A message (Figure 1) is the most noticeable symptom of infection with Locky (and with other ransomware). Additionally, files and data on network drives and in cloud storage are encrypted and therefore unreadable. Locky also attacks disconnected network drives if they are still accessible – a novelty. In the case of an infection, the following files (or similar files) appear on the system:

 %temp%\svchost.exe (Locky ransomware)
 [ID][identifier].locky (encrypted files)
If this message appears, it is too late, and the files are already encrypted. Only backups will help.
Figure 1: If this message appears, it is too late, and the files are already encrypted. Only backups will help.

The malware also attempts to contact the following internet addresses:


Finally, several changes in the registry are identifiable under the HKEY_CURRENT_ USER\Software\Locky key.

Camouflage: Batch Files and Fax Messages

Hardly a week passes without new Locky variants making an appearance. The motivation for this is clear: Constant change and development significantly complicates detection by antivirus programs. Typically, manufacturers need about 12 hours to respond to known malicious code to adjust their signatures – in this period, very few protection programs detect the new ransomware.

To avoid detection, the cybercriminals recently used batch files and the Windows Script Host cscript.exe to download and execute the crypto trojan. Apparently, this variant was very successful. Spam fax messages are another creative form of attack. At first glance, the matching and deceptively realistic fax by VoIP provider sipgate attempts to deceive the user and motivate them to open the document (sipgate has already warned users about this variant on its own site). The subject of the email ("New fax from 034205-99 …"), and the realistic details in the email text entice the user to open a ZIP file attachment.

Better Prevention

Should you fall victim to the encryption trojan, it is not a good idea to follow the ransom demand. Instead, you should back up the evidence and file a legal complaint. In addition, it is recommended that you back up the encrypted files, which you may be able to decrypt some time later if security vendors find a cure.

In general, a comprehensive IT security strategy is advisable. Start with effective hardening measures through widespread adherence to the principle of minimal privileges. In addition, a restrictive firewall configuration prevents potential communication between the ransomware and the C2 server. Ideally, you will want to use security systems on the gateway that also analyze incoming files based on their behavior, and thus detect malware regardless of signatures.

Of course, you should keep your computer systems updated with the latest patches. In conjunction with an up-to-date virus protection solution and regular scans, this reduces the risks significantly. In addition, tell your users to avoid opening any email attachments from unknown senders. The same applies to links in emails. If you use Microsoft Office products, make sure to disable the automatic execution of embedded macros. Macros should be enabled only for documents in trusted locations if you absolutely rely on using them.

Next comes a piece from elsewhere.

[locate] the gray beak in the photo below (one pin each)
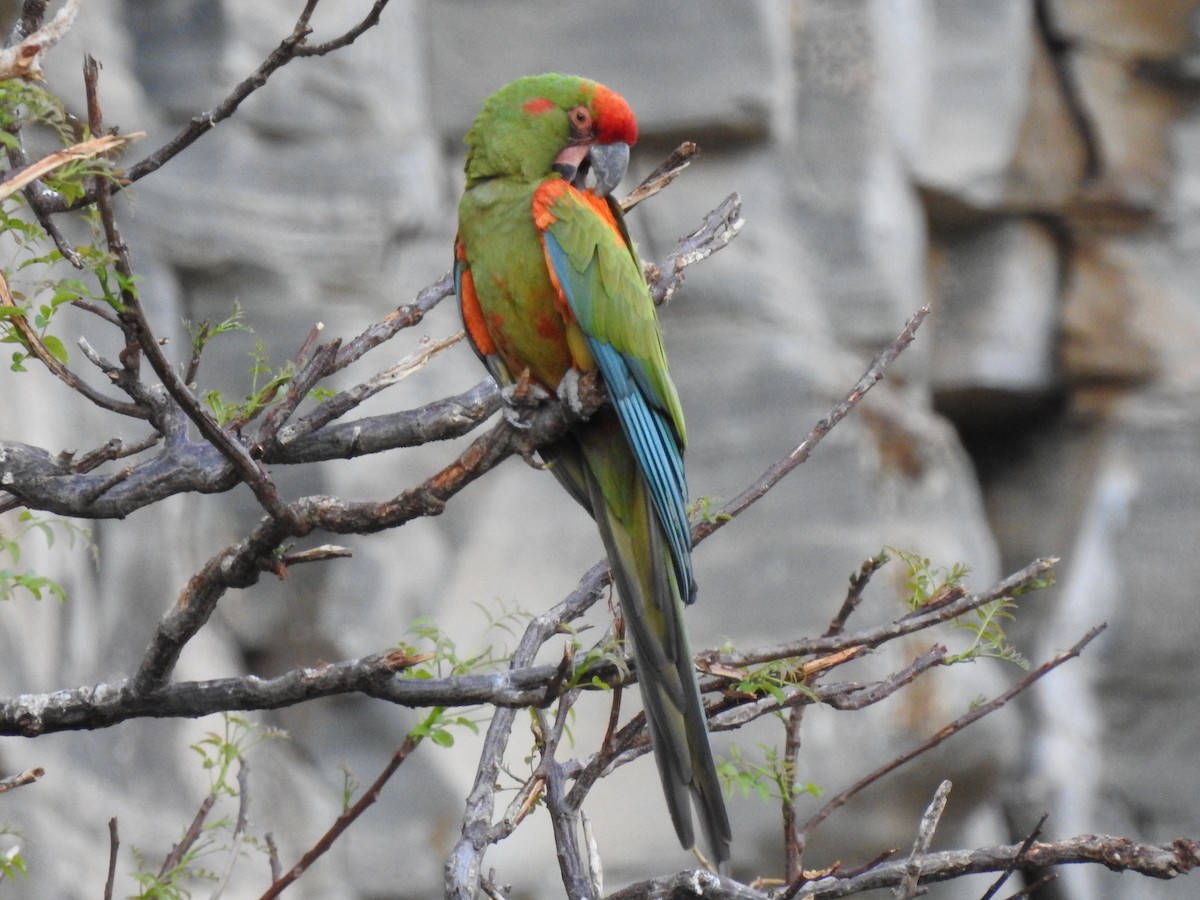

Of course, there is always a residual risk, so back up your data periodically using different generations. A good, reliable, and tested backup strategy is a must-have, and not only in this scenario. Of course, the backup media must not be permanently connected to your computer. Otherwise, the backed-up data is also useless in the event of an infection.

New Tool Against Ransomware

The anti-malware vendor Malwarebytes has published a free tool, Anti-Ransomware [1], to explicitly protect users against ransomware. The tool is currently in beta, but has been successful in various tests. It analyzes the behavior of programs and blocks their execution before disk encryption takes place. Among others, the software helps combat the ransomware variants Locky, CryptoWall4, CryptoLocker, TeslaCrypt, and CTB-Locker.


The year 2016 started off early with the first big ransomware blackmail wave. Attackers are taking increasingly sophisticated approaches, and malicious emails are very difficult to distinguish from bona fide communication. They even use legitimate, existing companies including email signatures as the sender. Comprehensive protective measures are therefore more important than ever.